The book begins by describing the anticipation of parents, family and friends surrounding a pregnancy. This provides an opportunity to discuss all the people that are important to the unborn baby and would be a great point to consider the role of Big Brother/Sister if preparing a younger sibling for the new arrival.
A bag is packed in case there is a need to transfer to hospital with pictures of the things that might be needed, including a birth ball and things for Mum and the new baby. I was baffled by the inclusion of soap and eau de cologne however, but would probably draw a big cross through those and use that as a discussion starter about how babies look when they’re born, how they don’t need to be scrubbed and how they recognise the smell of their mum, as well as her’s and Dad’s voice, so she doesn’t need to mask that with perfume!
However, this is a good way to initiate the conversation that some babies are born at home and some in hospital.
The birth process is then explained gently, describing Mum’s tummy muscles working in strong waves to help the baby move down, with drawings showing her being supported by her partner and a midwife, in the bathtub, listening to music and vocalising – “Aaaaaaaaa” with contractions.
Once born, the baby is cuddled and breastfed during 3rd stage (delivery of the placenta) and there is a brief description of the role of the placenta which one could embellish on depending on the age and curiosity of the child.

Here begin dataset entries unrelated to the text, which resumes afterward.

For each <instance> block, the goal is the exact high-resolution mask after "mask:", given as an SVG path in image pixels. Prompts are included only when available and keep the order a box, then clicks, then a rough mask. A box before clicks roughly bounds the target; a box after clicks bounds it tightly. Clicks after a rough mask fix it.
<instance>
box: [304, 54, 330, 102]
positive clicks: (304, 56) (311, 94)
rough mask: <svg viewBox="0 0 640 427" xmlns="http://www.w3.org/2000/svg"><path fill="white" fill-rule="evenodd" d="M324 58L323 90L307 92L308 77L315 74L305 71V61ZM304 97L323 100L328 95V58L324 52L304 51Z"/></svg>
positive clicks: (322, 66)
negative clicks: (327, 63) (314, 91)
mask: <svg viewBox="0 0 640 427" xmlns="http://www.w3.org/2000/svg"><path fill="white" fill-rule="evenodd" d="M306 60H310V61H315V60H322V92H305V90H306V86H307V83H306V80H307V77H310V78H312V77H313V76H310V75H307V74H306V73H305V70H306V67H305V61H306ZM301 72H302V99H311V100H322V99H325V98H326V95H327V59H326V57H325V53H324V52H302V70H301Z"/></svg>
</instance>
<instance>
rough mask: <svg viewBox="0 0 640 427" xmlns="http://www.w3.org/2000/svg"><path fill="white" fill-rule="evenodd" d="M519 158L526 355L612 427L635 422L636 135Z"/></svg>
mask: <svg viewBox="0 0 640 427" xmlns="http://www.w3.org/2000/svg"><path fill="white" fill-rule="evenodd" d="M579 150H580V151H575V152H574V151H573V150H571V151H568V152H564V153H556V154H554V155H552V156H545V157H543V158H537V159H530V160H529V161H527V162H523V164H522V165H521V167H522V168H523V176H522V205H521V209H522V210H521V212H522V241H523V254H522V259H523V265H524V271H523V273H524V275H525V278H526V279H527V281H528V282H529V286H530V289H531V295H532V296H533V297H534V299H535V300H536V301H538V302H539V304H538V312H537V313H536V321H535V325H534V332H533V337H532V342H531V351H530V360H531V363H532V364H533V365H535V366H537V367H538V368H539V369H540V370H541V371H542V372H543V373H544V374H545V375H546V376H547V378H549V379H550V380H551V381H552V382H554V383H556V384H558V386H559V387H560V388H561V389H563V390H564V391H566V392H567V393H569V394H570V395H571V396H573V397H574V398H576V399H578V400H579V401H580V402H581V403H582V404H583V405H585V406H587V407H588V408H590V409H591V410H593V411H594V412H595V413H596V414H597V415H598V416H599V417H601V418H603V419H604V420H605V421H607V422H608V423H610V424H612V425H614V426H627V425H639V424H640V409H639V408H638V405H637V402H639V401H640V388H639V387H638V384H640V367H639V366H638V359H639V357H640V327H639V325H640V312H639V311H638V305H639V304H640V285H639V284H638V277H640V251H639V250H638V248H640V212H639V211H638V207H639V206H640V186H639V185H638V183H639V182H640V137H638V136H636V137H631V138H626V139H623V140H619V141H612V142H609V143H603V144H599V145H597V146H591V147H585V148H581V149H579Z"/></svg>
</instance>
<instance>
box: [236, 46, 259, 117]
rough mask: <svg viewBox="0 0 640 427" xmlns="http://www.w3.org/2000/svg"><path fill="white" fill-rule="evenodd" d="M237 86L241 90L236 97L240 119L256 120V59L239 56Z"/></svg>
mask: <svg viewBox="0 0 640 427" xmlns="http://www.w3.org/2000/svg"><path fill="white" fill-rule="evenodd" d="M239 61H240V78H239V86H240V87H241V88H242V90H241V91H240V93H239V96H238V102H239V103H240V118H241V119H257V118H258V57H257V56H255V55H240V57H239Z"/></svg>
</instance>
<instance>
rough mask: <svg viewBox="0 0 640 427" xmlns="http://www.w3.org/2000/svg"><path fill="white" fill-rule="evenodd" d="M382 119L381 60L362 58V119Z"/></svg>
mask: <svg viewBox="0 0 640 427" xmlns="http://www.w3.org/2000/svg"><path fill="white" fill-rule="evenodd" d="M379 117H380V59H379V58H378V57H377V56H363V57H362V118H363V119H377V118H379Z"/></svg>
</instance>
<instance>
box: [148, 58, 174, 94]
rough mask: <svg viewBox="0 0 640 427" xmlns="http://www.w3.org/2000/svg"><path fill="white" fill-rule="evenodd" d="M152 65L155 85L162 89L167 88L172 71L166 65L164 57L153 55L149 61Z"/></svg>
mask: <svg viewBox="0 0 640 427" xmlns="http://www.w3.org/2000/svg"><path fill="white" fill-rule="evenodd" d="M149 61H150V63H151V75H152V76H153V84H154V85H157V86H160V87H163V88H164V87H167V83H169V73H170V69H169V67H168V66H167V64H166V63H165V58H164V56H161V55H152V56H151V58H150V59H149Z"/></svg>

So, it’s the story of a straightforward birth. It is the process that’s described so well and you could easily not mention the fact that it’s a homebirth if that suits your requirements. It would also be easy to weave in other details if you wanted to, to make it personal to how your child was born.
The book is marketed as being for children aged 2-5 and it is, indeed, ideal for that age group: lovely, serene drawings and text explaining, very basically, the physiology of birth. My youngest child is 9 yrs old and I decided to read it with him to see what he thought. We got a huge amount out of it – he asked lots and lots of questions, especially about the placenta, umbilical chord and his own tummy button!
I think the book could have a reassuring role for pre-school children preparing for the arrival of a sibling and hopefully negate any anxieties.
How You Were Born is a story that can enhance childrens’ understanding of birth, whatever their age; almost every page invites discussion if appropriate but equally covers the subject matter adequately as it is.